I was using Moscow's subway to get there. At some point, I became lost. Totally, completely and utterly lost.
The subway map, was, unhelpfully, in Cyrillic text (damn those Russians).
I didn't know where I was, where I was going, or how to get back to where I started.
Standing in front of the map on the subway car and frustrated as hell, I blurted out a "FUCK!!" and gave the map one hard shot with the bottom of my clenched left hand.
This had the phlegmatic Muscovites on the car looking at me out of the corner of their eyes.
One man approached me. "Vat is problem?" he asked warily, in Russian-accented English.
I told him. He showed me where I was, where I had to go for my appointment and how to get there.
Problem solved, stress evaporated, tantrum gone! :)

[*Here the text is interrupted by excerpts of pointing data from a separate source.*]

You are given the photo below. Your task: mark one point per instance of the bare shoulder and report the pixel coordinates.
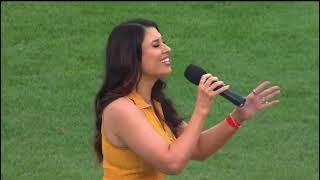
(120, 108)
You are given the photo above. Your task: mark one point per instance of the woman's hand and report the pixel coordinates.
(206, 93)
(260, 98)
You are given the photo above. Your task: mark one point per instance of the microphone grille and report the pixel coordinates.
(193, 73)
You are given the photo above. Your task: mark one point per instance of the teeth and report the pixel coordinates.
(165, 60)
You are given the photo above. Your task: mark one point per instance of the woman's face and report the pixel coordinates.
(155, 55)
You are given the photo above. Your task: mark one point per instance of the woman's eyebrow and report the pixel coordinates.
(157, 40)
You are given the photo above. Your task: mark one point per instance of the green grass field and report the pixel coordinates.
(52, 66)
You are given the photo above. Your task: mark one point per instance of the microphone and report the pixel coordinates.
(193, 73)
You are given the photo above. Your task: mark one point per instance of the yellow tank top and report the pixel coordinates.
(124, 164)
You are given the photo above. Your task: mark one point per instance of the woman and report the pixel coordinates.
(139, 134)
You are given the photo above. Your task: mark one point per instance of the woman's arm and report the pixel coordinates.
(214, 138)
(130, 125)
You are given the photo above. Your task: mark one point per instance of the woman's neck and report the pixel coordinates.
(144, 88)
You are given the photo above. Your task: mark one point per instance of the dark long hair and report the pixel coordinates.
(123, 72)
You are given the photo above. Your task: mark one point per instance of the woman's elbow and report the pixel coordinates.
(175, 168)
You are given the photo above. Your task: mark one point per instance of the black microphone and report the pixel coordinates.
(193, 73)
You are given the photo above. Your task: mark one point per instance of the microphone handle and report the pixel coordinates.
(233, 97)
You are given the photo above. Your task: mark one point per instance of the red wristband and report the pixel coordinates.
(232, 122)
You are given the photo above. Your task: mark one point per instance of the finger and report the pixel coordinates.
(210, 80)
(269, 91)
(271, 103)
(204, 78)
(220, 90)
(272, 94)
(216, 85)
(262, 86)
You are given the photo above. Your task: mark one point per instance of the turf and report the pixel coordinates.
(52, 65)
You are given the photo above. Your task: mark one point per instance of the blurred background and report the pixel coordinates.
(52, 64)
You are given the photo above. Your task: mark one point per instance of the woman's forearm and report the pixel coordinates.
(214, 138)
(183, 147)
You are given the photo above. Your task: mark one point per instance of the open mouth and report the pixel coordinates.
(165, 61)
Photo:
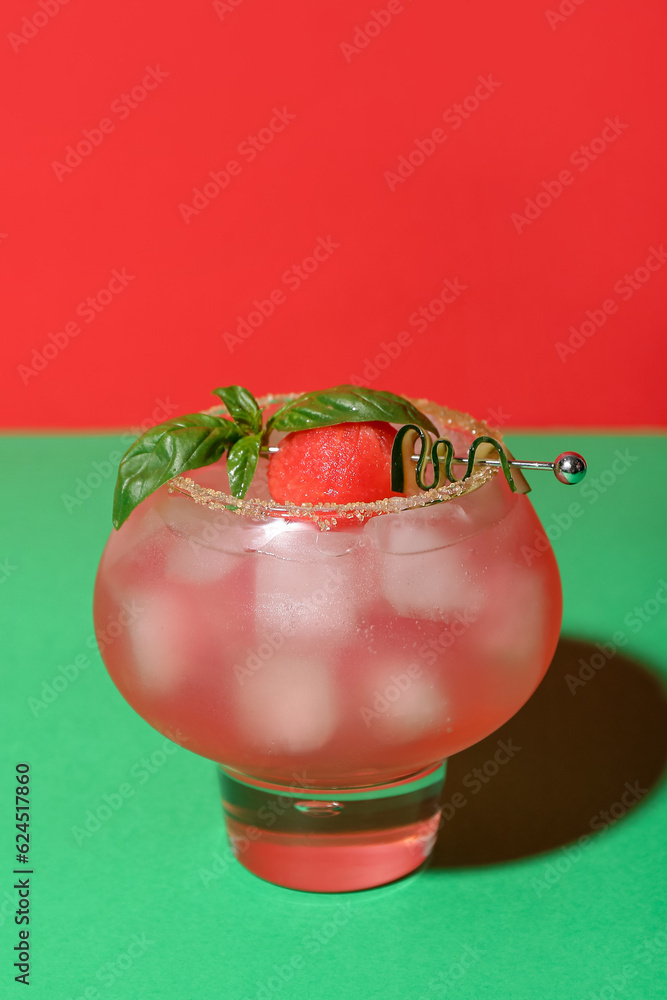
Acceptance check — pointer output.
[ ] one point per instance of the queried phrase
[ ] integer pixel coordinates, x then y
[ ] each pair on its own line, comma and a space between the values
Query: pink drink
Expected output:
313, 663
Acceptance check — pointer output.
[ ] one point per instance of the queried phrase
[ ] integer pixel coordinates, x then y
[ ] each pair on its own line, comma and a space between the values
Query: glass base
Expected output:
332, 840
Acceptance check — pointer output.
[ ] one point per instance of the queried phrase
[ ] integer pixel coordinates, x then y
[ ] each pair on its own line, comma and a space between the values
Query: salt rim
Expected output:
326, 515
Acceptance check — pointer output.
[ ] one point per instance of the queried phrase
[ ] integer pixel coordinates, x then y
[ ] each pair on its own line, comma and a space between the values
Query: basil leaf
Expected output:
241, 463
165, 451
243, 407
346, 403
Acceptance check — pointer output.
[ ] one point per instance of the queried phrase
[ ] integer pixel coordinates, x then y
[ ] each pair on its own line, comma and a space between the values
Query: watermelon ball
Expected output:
342, 463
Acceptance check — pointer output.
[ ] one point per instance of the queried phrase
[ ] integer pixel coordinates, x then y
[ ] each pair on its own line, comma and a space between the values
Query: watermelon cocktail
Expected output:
328, 643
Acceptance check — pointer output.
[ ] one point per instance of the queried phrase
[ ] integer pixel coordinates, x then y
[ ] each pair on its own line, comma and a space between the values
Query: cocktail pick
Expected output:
569, 467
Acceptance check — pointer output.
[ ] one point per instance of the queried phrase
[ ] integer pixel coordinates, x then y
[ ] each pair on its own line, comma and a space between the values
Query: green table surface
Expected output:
513, 905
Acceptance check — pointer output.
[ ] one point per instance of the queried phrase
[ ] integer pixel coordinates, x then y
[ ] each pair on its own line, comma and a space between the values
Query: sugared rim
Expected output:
327, 515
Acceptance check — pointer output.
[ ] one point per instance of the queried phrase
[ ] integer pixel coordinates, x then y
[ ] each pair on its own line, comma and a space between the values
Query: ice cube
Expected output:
159, 639
405, 699
434, 585
305, 590
288, 703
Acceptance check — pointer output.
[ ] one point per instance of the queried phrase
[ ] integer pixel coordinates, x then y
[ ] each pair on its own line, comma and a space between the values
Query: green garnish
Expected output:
200, 439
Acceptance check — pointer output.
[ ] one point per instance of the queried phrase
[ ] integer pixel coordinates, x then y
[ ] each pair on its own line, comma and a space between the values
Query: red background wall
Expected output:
556, 72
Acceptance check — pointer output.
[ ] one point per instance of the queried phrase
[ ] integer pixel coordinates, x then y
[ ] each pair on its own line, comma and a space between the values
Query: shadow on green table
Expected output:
580, 755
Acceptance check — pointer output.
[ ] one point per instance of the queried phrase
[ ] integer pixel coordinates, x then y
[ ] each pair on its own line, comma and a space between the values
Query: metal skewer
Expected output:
569, 467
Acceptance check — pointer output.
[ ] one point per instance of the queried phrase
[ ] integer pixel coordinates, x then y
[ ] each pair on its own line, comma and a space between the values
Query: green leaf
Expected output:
165, 451
242, 462
346, 403
243, 407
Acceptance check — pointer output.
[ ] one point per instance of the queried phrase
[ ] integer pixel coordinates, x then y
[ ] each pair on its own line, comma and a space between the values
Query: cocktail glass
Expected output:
330, 659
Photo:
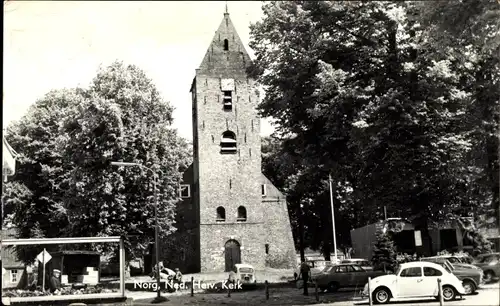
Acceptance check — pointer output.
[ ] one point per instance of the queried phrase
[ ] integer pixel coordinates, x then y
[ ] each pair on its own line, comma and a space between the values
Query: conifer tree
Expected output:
384, 251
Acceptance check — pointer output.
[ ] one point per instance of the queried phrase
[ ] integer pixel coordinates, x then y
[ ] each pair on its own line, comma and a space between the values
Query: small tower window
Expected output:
228, 143
242, 214
185, 191
221, 214
228, 100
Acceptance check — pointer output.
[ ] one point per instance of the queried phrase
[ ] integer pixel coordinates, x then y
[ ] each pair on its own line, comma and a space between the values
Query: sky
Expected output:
60, 44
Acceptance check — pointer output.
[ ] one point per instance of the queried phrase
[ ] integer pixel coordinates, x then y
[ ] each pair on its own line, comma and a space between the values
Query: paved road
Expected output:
488, 296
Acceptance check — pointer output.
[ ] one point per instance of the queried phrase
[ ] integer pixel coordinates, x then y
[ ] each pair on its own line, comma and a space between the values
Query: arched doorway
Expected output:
232, 254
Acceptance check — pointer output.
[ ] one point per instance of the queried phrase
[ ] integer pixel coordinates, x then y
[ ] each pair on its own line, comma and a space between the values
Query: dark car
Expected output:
344, 275
456, 261
490, 263
471, 278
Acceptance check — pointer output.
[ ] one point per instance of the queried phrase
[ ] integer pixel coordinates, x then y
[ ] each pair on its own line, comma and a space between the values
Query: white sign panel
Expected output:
418, 238
227, 85
41, 257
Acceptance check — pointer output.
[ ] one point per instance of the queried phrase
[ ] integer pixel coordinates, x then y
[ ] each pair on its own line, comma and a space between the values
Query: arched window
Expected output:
242, 214
228, 142
221, 214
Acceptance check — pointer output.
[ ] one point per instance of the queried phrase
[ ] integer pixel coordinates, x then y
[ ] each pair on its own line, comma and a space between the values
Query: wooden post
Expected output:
370, 292
316, 292
192, 286
440, 292
267, 290
43, 270
122, 267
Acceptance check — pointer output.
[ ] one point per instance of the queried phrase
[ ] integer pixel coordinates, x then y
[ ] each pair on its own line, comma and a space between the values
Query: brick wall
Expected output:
228, 180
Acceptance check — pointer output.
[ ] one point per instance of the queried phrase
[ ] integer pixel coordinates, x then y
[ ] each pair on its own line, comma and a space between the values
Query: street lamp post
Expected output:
333, 218
157, 242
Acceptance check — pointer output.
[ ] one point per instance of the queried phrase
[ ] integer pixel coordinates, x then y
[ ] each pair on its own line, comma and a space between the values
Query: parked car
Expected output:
416, 279
245, 273
490, 263
365, 264
471, 278
316, 267
457, 261
343, 275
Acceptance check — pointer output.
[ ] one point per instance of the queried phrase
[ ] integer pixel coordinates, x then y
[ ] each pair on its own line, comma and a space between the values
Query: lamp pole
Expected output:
157, 240
333, 218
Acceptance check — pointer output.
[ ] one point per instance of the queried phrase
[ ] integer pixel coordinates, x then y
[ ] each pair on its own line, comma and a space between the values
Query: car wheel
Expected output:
448, 293
469, 286
489, 276
333, 287
381, 296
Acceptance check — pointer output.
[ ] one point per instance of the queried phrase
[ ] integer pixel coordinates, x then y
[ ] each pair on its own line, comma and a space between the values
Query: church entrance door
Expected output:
232, 254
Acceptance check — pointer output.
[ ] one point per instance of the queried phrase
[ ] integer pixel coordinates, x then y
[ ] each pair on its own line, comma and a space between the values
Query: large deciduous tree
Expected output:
364, 92
65, 184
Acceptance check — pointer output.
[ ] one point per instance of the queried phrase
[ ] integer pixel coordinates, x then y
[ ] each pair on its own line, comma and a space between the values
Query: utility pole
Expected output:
333, 219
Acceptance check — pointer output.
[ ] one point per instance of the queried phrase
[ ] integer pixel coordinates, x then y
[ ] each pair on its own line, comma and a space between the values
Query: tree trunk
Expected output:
326, 226
301, 233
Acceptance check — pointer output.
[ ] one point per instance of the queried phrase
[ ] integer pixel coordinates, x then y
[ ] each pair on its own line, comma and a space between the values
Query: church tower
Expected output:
227, 189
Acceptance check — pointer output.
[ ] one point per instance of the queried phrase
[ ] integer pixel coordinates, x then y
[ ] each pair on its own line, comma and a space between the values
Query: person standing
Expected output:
305, 271
55, 283
178, 276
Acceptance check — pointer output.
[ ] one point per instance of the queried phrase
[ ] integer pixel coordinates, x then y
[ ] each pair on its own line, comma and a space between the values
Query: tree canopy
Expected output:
65, 185
366, 92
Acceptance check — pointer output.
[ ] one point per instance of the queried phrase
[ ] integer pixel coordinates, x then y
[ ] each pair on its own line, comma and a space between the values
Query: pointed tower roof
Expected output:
226, 54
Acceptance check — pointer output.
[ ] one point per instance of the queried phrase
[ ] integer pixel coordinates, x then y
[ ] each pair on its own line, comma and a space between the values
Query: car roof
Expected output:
347, 264
489, 254
415, 264
243, 266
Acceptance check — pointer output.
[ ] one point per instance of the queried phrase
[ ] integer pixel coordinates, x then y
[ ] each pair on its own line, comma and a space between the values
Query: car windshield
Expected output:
448, 266
488, 258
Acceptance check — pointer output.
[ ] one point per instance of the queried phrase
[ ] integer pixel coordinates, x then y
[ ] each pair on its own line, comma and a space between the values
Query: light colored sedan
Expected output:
415, 280
365, 264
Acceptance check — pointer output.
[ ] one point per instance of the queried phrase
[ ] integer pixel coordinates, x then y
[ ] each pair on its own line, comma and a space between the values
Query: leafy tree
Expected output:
65, 183
380, 108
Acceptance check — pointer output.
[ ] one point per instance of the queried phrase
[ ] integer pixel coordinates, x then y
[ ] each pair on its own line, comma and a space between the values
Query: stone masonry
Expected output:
230, 181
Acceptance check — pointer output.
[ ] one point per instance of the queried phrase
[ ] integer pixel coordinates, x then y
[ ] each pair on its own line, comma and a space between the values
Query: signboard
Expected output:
44, 257
227, 85
418, 238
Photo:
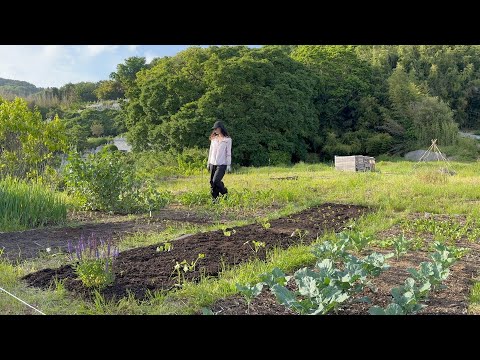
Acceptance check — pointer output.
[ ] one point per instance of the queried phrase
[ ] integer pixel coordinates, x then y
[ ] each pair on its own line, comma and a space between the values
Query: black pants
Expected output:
216, 184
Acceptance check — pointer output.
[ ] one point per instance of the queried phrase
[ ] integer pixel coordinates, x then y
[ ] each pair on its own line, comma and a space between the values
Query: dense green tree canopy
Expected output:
282, 103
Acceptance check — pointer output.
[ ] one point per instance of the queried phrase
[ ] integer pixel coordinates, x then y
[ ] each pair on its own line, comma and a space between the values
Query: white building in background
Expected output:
121, 144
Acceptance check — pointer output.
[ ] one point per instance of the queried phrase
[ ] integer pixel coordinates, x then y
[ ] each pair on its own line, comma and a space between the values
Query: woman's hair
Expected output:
222, 130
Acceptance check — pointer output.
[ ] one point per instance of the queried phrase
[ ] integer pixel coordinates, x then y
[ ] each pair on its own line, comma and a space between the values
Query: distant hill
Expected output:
10, 88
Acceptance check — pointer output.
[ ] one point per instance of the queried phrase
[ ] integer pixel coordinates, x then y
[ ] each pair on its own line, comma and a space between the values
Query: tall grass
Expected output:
27, 205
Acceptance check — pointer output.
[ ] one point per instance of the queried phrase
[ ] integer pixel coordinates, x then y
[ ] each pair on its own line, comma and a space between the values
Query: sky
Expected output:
57, 65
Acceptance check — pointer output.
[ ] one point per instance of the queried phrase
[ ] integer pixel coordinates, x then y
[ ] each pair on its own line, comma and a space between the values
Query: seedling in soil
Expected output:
257, 245
300, 233
266, 225
228, 232
358, 240
165, 247
186, 267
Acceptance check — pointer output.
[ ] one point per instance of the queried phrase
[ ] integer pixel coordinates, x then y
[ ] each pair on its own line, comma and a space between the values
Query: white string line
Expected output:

As a police reporter in Fort McMurray, Alta. in the late 1980s, I got to know the local constabulatory reasonably well. One cop in particular struck me as a decent guy in low-stress situations, but this sentence from him summed up his problem in high-stress ones: "It's a war out there, and you can't lose."
This guy laid a disproportionate number of charges such as obstruction or assaulting a police officer when compared to his peers. I suspect his them-or-me attitude made his job more difficult than it had to be.
While most police officers are decent people doing an exceedingly difficult job, and there are mercifully few genuine creeps in the mix, I think a big part of the problem when conflicts erupt are the scaredy-cat cops.